Correcting Scott Lively’s Conspiracy Theory

On the Bryan Fischer Show Tuesday, and then yesterday via Twitter, David Barton spoke favorably of Scott Lively’s article defending Barton, posted earlier this week. The chief aim of the article is to link my criticisms of Scott Lively’s book The Pink Swastika with our fact checking of claims made by David Barton about Thomas Jefferson in The Jefferson Lies.

The mention of Lively comes at about 5 minutes into the clip I posted on Monday. Then today, Barton tweeted the article to his followers. As regular readers of this blog know, Lively promotes criminalization of homosexuality and has done so in nations around the world. He most associated with the efforts in Uganda to maintain laws against homosexuality there.

In the summer of 2009, I looked into his book The Pink Swastika. Lively claims that the Holocaust was animated by gay Nazis. Although I trust my way around books of history, I also like to get advice from historians. For that reason, I asked then GCC colleague and historian J.D. Wyneken to look at the Pink Swastika and tell me what he thought about it.  Wyneken delivered a stunning blow to The Pink Swastika in a two-part post on my blog (read them here: one, two). You can read the rest of the series with my posts included here.
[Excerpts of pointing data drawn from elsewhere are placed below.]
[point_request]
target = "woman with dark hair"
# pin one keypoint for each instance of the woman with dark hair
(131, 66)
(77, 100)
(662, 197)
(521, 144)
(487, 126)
There are many problems with Lively’s current analysis. The most important is that he is wrong on his assumptions. Michael Coulter and I wrote Getting Jefferson Right because we believed it is important for Christians to discuss issues of church, state and liberty from a foundation of fact within proper context. We are both interested in the topic and wanted to do it.

Another problem which is what I want to correct now is Lively’s revision of recent history and the false picture he paints regarding my colleague and friend J. D. Wyneken. In his conspiracy theory piece, Lively says:

He [Throckmorton] even corralled a newly-arrived faculty member at Grove City to write a criticism of my book The Pink Swastika: Homosexuality in the Nazi Party. I called the man who wrote the critique, intending to challenge him to a debate. He told me that he had been very uncomfortable with Throckmorton’s request and didn’t intend to repeat the collaboration.

Yesterday, I talked to J.D. Wyneken who disputed Lively’s account. Lively may have called but according to Wyneken, they never spoke on the phone. Lively emailed and, according to Wyneken, wanted to drive a wedge between us. Wyneken never said he was uncomfortable with my request to look at Lively’s book, but rather was glad to provide a reaction to it. Wyneken planned no additional posts since his interest in the matter was complete, not because he had second thoughts about what he said about The Pink Swastika. There was and is no problem with Wyneken. That was a figment of Lively’s imagination.

So now we have David Barton distributing an article which traffics in assumptions and false statements about me and my friends. Rather than paint me as a bogeyman, wouldn’t it be more respectable to just address the issues which have been raised by no fewer than 15 conservative Christian scholars?